From: Brian Foster <bfoster@redhat.com>
To: Christoph Hellwig <hch@infradead.org>
Cc: "Darrick J. Wong" <darrick.wong@oracle.com>,
Dave Chinner <david@fromorbit.com>,
Ritesh Harjani <riteshh@linux.ibm.com>,
Anju T Sudhakar <anju@linux.vnet.ibm.com>,
linux-xfs@vger.kernel.org, linux-fsdevel@vger.kernel.org,
linux-kernel@vger.kernel.org, willy@infradead.org,
minlei@redhat.com
Subject: Re: [PATCH] iomap: Fix the write_count in iomap_add_to_ioend().
Date: Wed, 16 Sep 2020 09:07:14 -0400 [thread overview]
Message-ID: <20200916130714.GA1681377@bfoster> (raw)
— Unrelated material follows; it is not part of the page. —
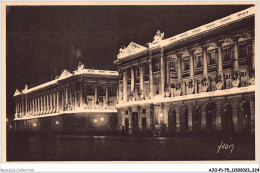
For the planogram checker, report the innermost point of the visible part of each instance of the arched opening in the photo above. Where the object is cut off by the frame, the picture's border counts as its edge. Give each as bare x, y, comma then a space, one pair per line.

In-Reply-To: <20200916084510.GA30815@infradead.org>
On Wed, Sep 16, 2020 at 09:45:10AM +0100, Christoph Hellwig wrote:
> On Tue, Sep 15, 2020 at 05:12:42PM -0700, Darrick J. Wong wrote:
> > On Tue, Aug 25, 2020 at 10:49:17AM -0400, Brian Foster wrote:
> > > cc Ming
> > >
> > > On Tue, Aug 25, 2020 at 10:42:03AM +1000, Dave Chinner wrote:
> > > > On Mon, Aug 24, 2020 at 11:48:41AM -0400, Brian Foster wrote:
> > > > > On Mon, Aug 24, 2020 at 04:04:17PM +0100, Christoph Hellwig wrote:
> > > > > > On Mon, Aug 24, 2020 at 10:28:23AM -0400, Brian Foster wrote:
> > > > > > > Do I understand the current code (__bio_try_merge_page() ->
> > > > > > > page_is_mergeable()) correctly in that we're checking for physical page
> > > > > > > contiguity and not necessarily requiring a new bio_vec per physical
> > > > > > > page?
> > > > > >
> > > > > >
> > > > > > Yes.
> > > > > >
> > > > >
> > > > > Ok. I also realize now that this occurs on a kernel without commit
> > > > > 07173c3ec276 ("block: enable multipage bvecs"). That is probably a
> > > > > contributing factor, but it's not clear to me whether it's feasible to
> > > > > backport whatever supporting infrastructure is required for that
> > > > > mechanism to work (I suspect not).
> > > > >
> > > > > > > With regard to Dave's earlier point around seeing excessively sized bio
> > > > > > > chains.. If I set up a large memory box with high dirty mem ratios and
> > > > > > > do contiguous buffered overwrites over a 32GB range followed by fsync, I
> > > > > > > can see upwards of 1GB per bio and thus chains on the order of 32+ bios
> > > > > > > for the entire write. If I play games with how the buffered overwrite is
> > > > > > > submitted (i.e., in reverse) however, then I can occasionally reproduce
> > > > > > > a ~32GB chain of ~32k bios, which I think is what leads to problems in
> > > > > > > I/O completion on some systems. Granted, I don't reproduce soft lockup
> > > > > > > issues on my system with that behavior, so perhaps there's more to that
> > > > > > > particular issue.
> > > > > > >
> > > > > > > Regardless, it seems reasonable to me to at least have a conservative
> > > > > > > limit on the length of an ioend bio chain. Would anybody object to
> > > > > > > iomap_ioend growing a chain counter and perhaps forcing into a new ioend
> > > > > > > if we chain something like more than 1k bios at once?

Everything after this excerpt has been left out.